The paper, published in the journal Science of the Total Environment, looked at how face masks could be combined with other recycled construction materials to reduce waste from the pandemic while reducing reliance on other materials like plastic, which is often used as filler in roads. The researchers found that about three million masks could be put into a two-lane road of more than half a mile, and that those roads were likely to be stronger and more flexible than some made with nonrecycled materials.

“This research not only works, but it can also provide real engineering benefit,” Dr. Saberian said, adding that he hoped the next step would involve building a prototype of the road to fully test its functionality.

To conduct their experiment, researchers heated the masks to simulate disinfecting them. They then shredded the masks into strips and mixed them with recycled concrete. Eventually, the researchers were left with hard cylindrical samples, which they tested by applying weight, heat and moisture.

The project is not the first to recycle materials into roads, nor is it the first to consider what to do with the masses of discarded personal protective equipment, the production of which has surged since last year.

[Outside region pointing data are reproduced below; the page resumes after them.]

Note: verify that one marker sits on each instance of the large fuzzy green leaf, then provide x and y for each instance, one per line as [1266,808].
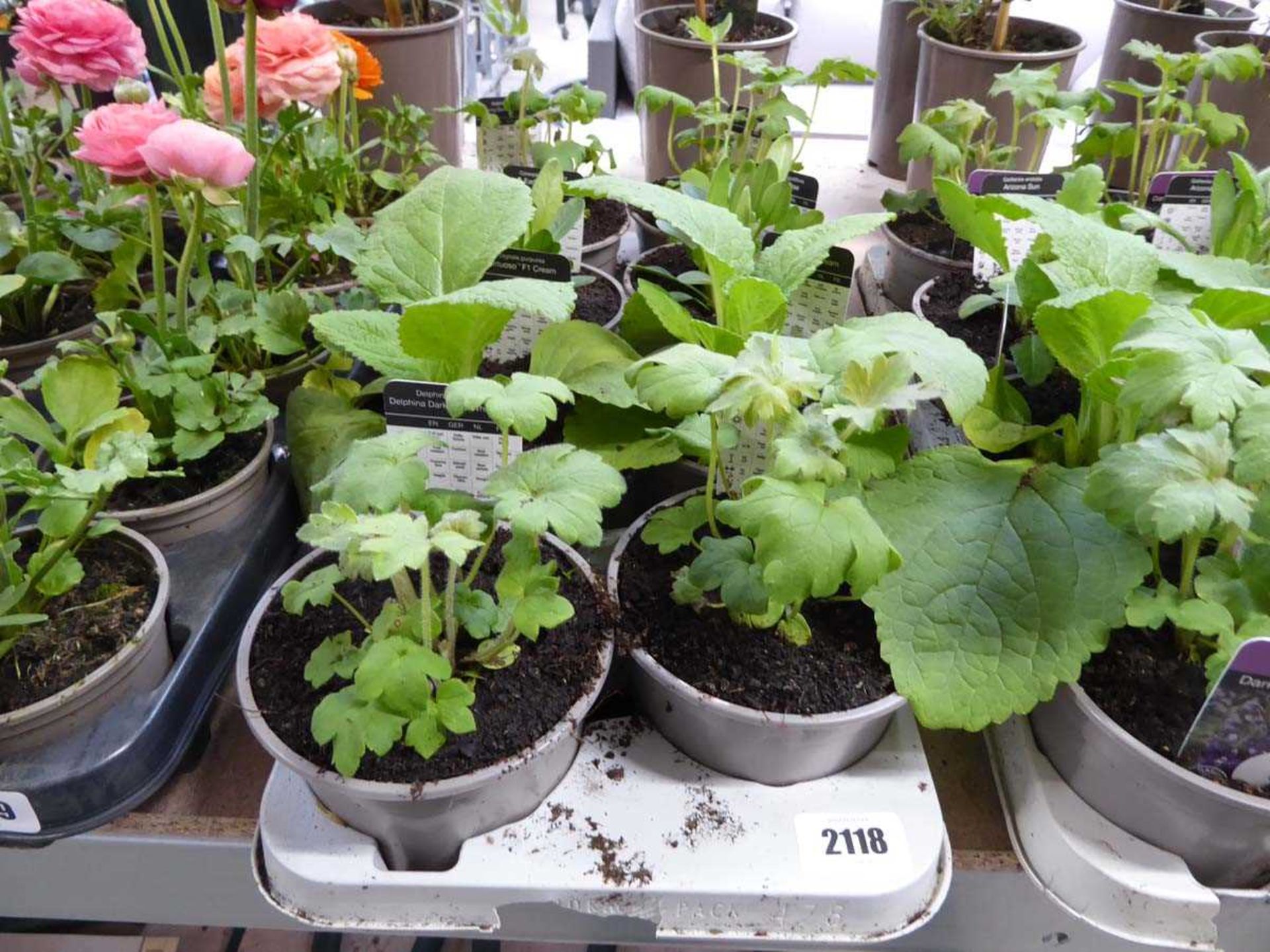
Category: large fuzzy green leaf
[792,259]
[444,235]
[1010,583]
[714,230]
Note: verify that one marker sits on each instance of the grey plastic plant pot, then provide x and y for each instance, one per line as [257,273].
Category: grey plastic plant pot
[24,360]
[136,668]
[1246,99]
[910,268]
[947,71]
[211,509]
[1222,834]
[1175,32]
[765,746]
[603,255]
[425,825]
[647,231]
[683,66]
[898,56]
[422,65]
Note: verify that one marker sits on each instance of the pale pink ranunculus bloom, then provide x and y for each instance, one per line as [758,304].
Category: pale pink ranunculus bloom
[77,41]
[298,60]
[198,155]
[112,136]
[234,58]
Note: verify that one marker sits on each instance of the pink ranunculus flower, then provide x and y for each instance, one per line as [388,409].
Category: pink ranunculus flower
[298,60]
[77,41]
[235,54]
[197,155]
[112,136]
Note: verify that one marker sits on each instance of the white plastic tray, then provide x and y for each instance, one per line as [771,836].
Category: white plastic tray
[1105,876]
[640,844]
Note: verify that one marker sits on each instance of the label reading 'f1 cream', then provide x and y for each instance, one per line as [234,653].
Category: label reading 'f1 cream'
[17,815]
[857,853]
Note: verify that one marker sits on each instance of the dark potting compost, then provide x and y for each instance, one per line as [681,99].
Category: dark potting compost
[839,670]
[85,627]
[931,235]
[224,462]
[980,332]
[515,706]
[605,219]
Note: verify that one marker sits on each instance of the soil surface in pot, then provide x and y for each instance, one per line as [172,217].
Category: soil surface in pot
[1143,684]
[933,237]
[839,670]
[343,17]
[515,706]
[762,28]
[85,627]
[605,219]
[599,302]
[201,475]
[1023,37]
[981,332]
[71,311]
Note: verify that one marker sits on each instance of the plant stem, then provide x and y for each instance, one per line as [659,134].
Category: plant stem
[222,65]
[253,120]
[157,259]
[193,238]
[710,476]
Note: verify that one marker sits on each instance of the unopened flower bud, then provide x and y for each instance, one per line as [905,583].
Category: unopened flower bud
[130,91]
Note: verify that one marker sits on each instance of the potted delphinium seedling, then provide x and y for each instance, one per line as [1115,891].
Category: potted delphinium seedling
[83,601]
[1165,131]
[954,140]
[421,617]
[755,653]
[967,44]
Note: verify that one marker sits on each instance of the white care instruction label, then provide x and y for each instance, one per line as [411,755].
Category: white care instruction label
[524,329]
[498,146]
[1184,201]
[1019,235]
[469,448]
[854,853]
[17,815]
[571,245]
[824,299]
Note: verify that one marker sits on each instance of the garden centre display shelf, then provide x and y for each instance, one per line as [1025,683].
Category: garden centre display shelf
[1103,875]
[640,844]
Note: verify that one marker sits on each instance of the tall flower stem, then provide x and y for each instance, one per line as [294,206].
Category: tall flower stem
[222,65]
[157,259]
[193,238]
[252,118]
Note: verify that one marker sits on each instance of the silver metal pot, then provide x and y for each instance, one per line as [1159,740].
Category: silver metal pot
[765,746]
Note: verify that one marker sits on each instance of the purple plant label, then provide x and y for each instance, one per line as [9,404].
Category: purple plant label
[468,450]
[524,329]
[1019,235]
[571,245]
[1184,202]
[807,190]
[1230,740]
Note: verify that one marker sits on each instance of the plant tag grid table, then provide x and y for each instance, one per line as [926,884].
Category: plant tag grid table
[640,843]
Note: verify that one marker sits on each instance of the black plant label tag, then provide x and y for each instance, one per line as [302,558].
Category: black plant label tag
[466,450]
[1184,201]
[1230,740]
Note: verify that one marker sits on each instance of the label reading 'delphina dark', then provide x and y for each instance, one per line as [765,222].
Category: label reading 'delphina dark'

Companies such as TerraCycle, which collect personal protective equipment from homes and businesses, have also grown in popularity in recent months.

“We’ve seen spikes in single-used consumption all over the place, and this technology shows a path for using these materials,” said Jonathan Krones, an industrial ecologist at Boston College who was not involved in the study.

He and other scientists said, however, that better solutions involved reducing consumption and the manufacturing of disposable materials, even in a pandemic. “What I really want to see happening is us divorcing ourselves from this idea that disposability equals sanitation,” Dr. Krones said.